Abstract
In scarlet fever it is held that there is a special strain of hemolytic streptococcus responsible for scarlet fever. Nevertheless, by agglutination tests, all strains isolated from cases of scarlet fever are not identical. It has not been argued that a special phase of reactivity on the part of the host can lead to the clinical picture of scarlet fever after infection by any hemolytic streptococcus.
The criteria for investigating the specific nature of a given strain of hemolytic streptococcus, whether from scarlet fever or from other clinical infections, have been the preparation of a filtrate from special culture medium and the testing of such filtrate for its resistance to heating, its capacity to produce a dermal reaction in a susceptible subject, and its neutralization by anti-scarlet fever serum in skin tests.
The following would indicate either that these criteria are not sufficient to establish the specific qualities of a given strain, or that the phase of reactivity of a patient is important in determining whether infection by hemolytic streptococcus will result in scarlet fever or some other clinical picture.

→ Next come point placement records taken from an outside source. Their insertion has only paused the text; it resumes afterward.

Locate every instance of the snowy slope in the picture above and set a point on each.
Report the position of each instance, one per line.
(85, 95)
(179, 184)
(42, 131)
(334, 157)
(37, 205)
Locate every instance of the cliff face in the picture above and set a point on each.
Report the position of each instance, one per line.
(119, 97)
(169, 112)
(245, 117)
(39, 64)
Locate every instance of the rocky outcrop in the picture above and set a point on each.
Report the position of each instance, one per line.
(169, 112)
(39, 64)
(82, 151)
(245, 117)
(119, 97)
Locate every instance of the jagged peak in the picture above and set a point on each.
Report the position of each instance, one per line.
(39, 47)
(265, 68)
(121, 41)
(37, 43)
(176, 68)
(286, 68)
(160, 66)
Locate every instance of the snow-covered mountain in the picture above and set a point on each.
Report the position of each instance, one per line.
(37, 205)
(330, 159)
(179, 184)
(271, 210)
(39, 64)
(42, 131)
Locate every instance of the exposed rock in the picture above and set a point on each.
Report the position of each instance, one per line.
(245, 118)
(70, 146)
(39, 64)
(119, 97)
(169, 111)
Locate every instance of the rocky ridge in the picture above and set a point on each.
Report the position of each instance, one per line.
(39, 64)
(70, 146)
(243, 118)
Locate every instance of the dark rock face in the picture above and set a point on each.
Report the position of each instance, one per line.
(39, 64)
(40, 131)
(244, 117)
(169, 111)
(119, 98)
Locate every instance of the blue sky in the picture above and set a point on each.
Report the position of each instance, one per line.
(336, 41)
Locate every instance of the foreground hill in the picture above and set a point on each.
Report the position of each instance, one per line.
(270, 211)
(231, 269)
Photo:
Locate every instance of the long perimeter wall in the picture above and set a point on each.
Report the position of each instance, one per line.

The filtrates were studied from the throat cultures of three cases of scarlet fever, two of which were caused by infection of wounds; and of three cases of bacteriemia following operations, in one of which the attending nurse developed scarlet fever.
In the three cases of scarlet fever the cultures from the throat failed to yield hemolytic streptococcus. In two of these cases, one of which was surgical scarlet and the other the usual variety, the predominating organisms were non-hemolytic streptococcus which were immediately used to infect filtrate broth. Subcultures of this broth failed to show any colonies of hemolytic streptococcus on blood agar plates.